Michael climbs over the balcony and starts to climb down.  I stop him and ask, “Where are you going?”

“What do you care?” he snaps back.

Good, I don’t want him here, anyway.  Then why do I feel bad?  I know he doesn’t have anyplace to go.  I know if he had Max, he’d be there instead of here.  He’s somewhat like me.

“I know you don’t have anyplace to go.  I have extra rooms, you can stay here,” I say.  I don’t know why I offered, but I know if I were in his shoes, I’d hope someone would help me out.

“Why?  I thought you don’t want us aliens around,” he says.

“Just get up here before I change my mind,” I say trying to sound irritated.

He climbs back up and follows me through my window.  I point out the rooms he can choose from.  He finally picks one and I give him bedding and towels. I also give him some of my dad’s clothes to sleep in.

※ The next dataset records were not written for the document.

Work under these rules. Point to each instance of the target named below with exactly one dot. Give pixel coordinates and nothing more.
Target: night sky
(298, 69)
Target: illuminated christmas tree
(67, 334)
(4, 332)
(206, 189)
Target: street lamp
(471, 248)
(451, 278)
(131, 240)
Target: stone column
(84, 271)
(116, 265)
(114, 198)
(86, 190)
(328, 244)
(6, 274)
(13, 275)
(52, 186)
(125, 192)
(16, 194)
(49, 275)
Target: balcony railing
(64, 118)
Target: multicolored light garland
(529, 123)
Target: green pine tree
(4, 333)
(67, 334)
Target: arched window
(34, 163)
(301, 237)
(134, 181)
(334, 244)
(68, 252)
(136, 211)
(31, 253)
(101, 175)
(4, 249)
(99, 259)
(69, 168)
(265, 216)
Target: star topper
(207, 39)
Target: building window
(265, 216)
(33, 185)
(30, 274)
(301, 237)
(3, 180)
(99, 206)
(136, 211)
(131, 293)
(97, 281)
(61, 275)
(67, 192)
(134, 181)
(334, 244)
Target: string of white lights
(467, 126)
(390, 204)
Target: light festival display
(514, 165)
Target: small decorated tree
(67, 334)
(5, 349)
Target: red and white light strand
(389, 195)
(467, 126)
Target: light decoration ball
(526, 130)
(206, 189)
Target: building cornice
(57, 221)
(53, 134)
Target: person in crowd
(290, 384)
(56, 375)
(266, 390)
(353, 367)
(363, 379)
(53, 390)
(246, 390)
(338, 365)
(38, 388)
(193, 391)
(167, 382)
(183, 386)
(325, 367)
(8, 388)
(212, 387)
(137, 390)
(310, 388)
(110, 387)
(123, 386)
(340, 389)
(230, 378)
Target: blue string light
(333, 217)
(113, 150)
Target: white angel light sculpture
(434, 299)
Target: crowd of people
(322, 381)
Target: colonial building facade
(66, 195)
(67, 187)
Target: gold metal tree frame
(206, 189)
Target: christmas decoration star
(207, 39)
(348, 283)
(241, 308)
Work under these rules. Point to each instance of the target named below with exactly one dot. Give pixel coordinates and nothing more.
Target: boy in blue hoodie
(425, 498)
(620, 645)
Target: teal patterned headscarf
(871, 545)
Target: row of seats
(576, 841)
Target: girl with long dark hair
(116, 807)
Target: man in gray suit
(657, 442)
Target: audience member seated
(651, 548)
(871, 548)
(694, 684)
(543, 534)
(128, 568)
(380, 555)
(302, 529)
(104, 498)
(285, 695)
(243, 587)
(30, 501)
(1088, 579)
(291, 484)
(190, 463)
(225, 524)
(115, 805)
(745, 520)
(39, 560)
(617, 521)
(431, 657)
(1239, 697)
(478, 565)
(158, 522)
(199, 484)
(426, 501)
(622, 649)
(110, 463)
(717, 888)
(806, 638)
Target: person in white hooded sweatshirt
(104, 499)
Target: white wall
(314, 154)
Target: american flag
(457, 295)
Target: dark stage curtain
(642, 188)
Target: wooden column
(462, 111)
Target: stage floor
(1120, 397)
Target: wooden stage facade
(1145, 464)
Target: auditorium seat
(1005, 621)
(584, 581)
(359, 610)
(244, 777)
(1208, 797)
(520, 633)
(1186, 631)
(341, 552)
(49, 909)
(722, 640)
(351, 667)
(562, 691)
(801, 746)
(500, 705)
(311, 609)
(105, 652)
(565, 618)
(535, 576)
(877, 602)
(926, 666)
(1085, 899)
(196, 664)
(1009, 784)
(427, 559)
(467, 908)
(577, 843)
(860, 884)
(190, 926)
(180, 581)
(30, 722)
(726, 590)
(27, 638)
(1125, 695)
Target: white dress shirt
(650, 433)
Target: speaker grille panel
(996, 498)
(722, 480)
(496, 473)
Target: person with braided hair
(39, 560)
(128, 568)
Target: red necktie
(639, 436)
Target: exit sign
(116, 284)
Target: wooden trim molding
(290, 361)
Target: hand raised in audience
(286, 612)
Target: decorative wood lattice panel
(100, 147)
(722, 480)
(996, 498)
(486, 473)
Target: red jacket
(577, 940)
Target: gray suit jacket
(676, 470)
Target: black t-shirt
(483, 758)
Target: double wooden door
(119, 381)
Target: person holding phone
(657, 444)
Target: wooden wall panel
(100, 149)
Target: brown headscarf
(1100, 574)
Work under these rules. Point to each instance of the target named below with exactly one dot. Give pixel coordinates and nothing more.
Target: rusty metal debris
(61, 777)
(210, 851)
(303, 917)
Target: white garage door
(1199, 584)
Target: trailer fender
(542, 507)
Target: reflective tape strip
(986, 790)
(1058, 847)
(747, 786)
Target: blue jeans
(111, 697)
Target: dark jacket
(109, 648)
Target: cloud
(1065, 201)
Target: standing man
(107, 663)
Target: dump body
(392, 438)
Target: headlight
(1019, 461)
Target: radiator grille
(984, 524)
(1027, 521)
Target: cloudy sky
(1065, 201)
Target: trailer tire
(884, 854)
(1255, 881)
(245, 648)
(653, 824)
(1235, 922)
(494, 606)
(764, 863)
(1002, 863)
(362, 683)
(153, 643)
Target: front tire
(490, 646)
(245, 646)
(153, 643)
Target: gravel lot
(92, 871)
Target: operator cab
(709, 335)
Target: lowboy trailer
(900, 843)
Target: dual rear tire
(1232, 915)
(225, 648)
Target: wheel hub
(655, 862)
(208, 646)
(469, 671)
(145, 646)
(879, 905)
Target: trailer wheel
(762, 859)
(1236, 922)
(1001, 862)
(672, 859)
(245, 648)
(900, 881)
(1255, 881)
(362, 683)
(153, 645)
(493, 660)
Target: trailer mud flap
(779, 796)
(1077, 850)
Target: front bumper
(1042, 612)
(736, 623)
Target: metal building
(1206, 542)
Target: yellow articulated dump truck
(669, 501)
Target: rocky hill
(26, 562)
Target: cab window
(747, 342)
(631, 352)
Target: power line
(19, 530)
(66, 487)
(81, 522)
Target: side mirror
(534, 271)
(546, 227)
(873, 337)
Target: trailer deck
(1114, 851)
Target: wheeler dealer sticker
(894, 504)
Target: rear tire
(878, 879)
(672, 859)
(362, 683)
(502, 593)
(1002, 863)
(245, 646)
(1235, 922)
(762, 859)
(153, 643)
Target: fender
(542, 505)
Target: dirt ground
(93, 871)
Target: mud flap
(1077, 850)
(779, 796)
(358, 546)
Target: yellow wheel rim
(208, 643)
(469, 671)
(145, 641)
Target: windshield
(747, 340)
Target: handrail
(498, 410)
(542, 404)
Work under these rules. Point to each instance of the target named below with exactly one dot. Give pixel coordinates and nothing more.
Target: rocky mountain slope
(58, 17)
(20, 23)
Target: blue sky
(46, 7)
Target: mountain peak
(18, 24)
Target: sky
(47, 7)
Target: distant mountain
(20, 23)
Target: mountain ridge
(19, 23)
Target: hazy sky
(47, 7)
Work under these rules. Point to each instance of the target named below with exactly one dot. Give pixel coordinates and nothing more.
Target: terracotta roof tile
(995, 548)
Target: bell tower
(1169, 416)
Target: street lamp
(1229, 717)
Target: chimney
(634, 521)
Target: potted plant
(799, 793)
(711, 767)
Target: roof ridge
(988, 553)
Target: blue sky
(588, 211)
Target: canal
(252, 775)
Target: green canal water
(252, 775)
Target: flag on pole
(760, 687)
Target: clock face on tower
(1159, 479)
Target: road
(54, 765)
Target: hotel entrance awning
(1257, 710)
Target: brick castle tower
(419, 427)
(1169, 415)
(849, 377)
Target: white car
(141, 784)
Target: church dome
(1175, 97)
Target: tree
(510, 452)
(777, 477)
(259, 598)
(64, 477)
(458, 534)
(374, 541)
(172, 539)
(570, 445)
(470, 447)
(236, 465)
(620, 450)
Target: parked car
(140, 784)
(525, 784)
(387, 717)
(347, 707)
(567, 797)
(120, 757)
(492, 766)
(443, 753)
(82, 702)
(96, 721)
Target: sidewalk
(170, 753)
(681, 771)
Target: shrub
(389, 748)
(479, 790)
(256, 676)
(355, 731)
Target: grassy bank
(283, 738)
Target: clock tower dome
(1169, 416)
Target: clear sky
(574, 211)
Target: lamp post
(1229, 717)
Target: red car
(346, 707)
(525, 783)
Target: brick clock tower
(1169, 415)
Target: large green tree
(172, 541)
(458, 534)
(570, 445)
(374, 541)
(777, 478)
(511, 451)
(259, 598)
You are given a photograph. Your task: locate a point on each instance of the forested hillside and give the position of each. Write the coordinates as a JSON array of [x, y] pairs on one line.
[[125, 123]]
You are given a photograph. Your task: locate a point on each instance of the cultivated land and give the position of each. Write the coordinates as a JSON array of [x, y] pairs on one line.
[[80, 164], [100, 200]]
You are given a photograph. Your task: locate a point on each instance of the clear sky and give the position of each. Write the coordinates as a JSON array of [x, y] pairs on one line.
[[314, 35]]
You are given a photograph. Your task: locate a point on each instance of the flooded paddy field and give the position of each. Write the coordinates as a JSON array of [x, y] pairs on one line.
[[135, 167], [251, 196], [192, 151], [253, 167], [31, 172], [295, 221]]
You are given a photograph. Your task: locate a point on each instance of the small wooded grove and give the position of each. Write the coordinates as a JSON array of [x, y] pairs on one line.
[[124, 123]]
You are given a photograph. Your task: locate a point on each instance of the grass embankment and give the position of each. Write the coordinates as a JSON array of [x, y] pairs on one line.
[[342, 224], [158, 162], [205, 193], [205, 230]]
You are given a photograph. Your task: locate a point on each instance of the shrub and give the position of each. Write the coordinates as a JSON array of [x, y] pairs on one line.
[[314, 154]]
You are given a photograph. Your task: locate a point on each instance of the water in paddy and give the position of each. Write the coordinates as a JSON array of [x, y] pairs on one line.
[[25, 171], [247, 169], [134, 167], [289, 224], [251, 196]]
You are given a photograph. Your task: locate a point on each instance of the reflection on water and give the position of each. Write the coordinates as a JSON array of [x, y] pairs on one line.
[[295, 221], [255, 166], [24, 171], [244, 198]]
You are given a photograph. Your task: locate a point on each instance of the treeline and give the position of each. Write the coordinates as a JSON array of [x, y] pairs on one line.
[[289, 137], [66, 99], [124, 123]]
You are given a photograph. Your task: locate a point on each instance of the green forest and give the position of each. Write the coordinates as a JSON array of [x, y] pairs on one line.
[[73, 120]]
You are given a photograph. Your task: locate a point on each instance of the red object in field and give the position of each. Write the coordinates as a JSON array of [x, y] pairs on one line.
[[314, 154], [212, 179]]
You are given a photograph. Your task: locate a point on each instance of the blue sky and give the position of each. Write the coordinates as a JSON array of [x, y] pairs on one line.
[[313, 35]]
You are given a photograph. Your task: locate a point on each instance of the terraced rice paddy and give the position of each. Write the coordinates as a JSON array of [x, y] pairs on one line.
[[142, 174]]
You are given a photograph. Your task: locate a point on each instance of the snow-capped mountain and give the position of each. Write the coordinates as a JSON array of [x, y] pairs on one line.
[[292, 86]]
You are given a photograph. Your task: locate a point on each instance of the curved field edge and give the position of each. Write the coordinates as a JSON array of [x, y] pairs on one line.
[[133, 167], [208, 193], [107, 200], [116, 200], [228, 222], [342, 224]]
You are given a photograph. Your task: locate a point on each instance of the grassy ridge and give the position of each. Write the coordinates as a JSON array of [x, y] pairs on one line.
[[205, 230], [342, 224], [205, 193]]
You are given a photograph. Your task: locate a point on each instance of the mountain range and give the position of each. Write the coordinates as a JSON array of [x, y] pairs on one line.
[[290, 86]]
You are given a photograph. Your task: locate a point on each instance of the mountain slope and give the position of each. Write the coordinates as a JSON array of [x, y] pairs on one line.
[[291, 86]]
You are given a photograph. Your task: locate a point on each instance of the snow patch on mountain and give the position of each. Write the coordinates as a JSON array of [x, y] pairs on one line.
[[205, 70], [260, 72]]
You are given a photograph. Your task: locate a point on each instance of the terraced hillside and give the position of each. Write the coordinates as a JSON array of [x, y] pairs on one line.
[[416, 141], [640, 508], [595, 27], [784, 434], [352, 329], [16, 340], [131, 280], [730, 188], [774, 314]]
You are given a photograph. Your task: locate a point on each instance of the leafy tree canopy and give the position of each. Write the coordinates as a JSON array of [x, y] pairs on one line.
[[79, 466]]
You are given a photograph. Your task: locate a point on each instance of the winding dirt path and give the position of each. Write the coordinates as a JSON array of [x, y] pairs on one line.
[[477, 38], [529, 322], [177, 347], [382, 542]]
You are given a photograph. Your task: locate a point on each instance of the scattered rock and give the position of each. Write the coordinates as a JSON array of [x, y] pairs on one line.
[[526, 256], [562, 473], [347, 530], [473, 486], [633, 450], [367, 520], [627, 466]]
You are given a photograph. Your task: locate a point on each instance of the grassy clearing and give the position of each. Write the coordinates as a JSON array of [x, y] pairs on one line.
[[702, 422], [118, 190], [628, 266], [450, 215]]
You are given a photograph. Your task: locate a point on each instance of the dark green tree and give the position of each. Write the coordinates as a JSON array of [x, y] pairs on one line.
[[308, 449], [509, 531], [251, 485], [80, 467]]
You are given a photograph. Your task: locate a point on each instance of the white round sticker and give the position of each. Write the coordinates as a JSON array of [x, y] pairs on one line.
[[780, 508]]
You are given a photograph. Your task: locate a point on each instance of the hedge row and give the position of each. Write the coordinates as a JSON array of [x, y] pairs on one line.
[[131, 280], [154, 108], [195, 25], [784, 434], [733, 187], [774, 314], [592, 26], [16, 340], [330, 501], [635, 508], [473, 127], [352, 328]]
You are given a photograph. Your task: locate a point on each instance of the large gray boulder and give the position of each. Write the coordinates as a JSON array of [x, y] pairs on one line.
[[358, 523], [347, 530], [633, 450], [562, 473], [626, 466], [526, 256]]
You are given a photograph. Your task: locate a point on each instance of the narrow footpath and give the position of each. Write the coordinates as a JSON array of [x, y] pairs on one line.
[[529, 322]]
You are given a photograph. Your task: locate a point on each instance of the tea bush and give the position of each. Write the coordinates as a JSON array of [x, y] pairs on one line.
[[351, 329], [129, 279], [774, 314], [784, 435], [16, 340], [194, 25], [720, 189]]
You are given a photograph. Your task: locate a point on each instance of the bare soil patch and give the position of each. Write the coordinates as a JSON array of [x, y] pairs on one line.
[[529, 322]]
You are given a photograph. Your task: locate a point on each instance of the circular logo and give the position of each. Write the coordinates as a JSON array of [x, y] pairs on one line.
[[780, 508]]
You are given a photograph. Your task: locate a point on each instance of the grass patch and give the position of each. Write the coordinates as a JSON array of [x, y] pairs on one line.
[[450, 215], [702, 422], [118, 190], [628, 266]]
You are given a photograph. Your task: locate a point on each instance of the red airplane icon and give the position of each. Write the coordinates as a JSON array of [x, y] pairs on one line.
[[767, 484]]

“Are your parents going to freak that I’m here?” he asks.

I just shake my head and say, “No.  They’re not here and they won’t be back.”  He must have heard the coldness in my voice because he doesn't push the subject.

“Why are you still here?  I thought you would be a graduate of Harvard or Yale by now,” he says.

“Just wasn’t my dream anymore.”  I say with sadness in my voice.  I leave and close the door behind me.